If people make retirement plans by judging their saving and consumption patterns according to an expectation of living  until their mid 80s, then mostly they will get it wrong. This is where the asymmetry comes in. According to the same statistics, the average male who is currently aged 83 can expect to live another 7 years until 90. By the time he attains 90, he can then expect to live until 94. The average female currently aged 86 can expect to live until 92. If she makes it to 92, she can then expect to live until 96.

Meanwhile, approximately half of our age 65 retirees who had based their plans on living to their mid 80s, instead died before reaching that mark.

So we have this peculiar outcome – plan your retirement needs based on an assumed average expectation of life at retirement age and you will either overestimate your needs (by dying too early) or underestimate your needs (by surviving in accordance with your plan.)  You can’t win.

The asymmetry of life expectancy.

Of course, there are solutions to this conundrum, but they will have to wait until another post.

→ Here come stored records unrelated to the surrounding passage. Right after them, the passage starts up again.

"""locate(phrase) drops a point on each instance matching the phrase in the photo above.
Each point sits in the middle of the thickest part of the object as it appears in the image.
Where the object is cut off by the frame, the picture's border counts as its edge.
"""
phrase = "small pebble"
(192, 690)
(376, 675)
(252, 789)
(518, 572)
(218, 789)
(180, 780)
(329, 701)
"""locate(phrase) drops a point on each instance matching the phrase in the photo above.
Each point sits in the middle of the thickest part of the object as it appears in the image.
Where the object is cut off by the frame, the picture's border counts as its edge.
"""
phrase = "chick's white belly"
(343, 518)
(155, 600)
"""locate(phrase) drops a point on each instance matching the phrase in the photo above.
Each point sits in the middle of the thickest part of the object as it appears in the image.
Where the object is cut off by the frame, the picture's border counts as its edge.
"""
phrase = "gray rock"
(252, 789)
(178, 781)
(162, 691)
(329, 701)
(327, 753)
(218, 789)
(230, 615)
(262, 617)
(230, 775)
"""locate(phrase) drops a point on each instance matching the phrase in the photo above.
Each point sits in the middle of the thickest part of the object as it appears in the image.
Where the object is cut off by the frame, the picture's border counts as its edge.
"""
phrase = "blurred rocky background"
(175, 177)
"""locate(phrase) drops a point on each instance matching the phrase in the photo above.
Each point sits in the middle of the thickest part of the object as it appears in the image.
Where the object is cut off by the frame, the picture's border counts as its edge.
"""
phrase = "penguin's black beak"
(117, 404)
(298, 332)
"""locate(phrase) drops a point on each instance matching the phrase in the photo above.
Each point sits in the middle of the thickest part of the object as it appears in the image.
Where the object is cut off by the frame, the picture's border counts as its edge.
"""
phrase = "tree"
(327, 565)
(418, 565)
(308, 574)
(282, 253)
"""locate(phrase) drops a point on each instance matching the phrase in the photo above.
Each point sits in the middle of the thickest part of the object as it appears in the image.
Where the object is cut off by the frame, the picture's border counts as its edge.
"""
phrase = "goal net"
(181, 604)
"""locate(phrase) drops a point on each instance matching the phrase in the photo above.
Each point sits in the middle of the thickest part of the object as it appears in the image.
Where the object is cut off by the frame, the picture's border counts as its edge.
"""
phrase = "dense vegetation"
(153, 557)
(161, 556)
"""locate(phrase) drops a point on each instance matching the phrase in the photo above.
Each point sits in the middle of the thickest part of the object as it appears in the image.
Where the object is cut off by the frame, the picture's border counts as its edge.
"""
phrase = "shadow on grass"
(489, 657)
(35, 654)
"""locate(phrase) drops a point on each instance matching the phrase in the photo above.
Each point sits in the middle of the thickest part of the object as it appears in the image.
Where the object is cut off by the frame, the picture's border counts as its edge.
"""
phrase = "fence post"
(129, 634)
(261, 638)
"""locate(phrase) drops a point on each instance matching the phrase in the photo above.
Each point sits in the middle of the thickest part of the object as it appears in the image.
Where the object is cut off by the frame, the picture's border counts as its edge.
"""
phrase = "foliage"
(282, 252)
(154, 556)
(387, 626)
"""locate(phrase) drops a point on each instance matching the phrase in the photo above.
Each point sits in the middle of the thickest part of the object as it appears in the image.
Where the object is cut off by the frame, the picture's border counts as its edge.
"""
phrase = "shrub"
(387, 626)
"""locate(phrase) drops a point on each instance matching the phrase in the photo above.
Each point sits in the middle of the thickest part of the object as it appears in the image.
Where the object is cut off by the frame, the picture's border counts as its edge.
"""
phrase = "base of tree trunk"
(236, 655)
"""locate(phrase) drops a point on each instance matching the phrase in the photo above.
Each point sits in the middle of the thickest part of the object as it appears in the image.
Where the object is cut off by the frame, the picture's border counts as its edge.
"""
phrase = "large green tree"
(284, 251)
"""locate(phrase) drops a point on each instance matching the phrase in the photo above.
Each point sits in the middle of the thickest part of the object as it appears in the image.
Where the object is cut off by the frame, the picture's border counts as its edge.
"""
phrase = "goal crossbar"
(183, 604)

One thought on “The asymmetry of life expectancy

  1. Isn’t this equally an example of marginal utility? Changes in the wealth of the deceased result in no change to their marginal utility – they are equally unable to spend $1 million as they are to fell depressed about being down to their last five cent piece. At the same time, a living 83 year old with a lean bank account could have a big change in utility if their wealth increased.
    That is, it seems like the pain of dying without having spent 100% of the kids’ inheritance is not equal to the difficulties caused by running out of money prior to running out of longevity.

    Of course, not everyone has a choice about stopping work before amassing a pile that hedges against unforeseen longevity. A part of the advantage of risk pooling via a financial institution is that not only the is the risk transferred but so is the job of quantifying the risk. That is, only a small percentage of consumers could accurately calculate the lump they need to live for an uncertain time period under uncertain inflationary conditions is very small, but hopefully a high proportion of superannuation funds could make the same calculation about a group of policy holders.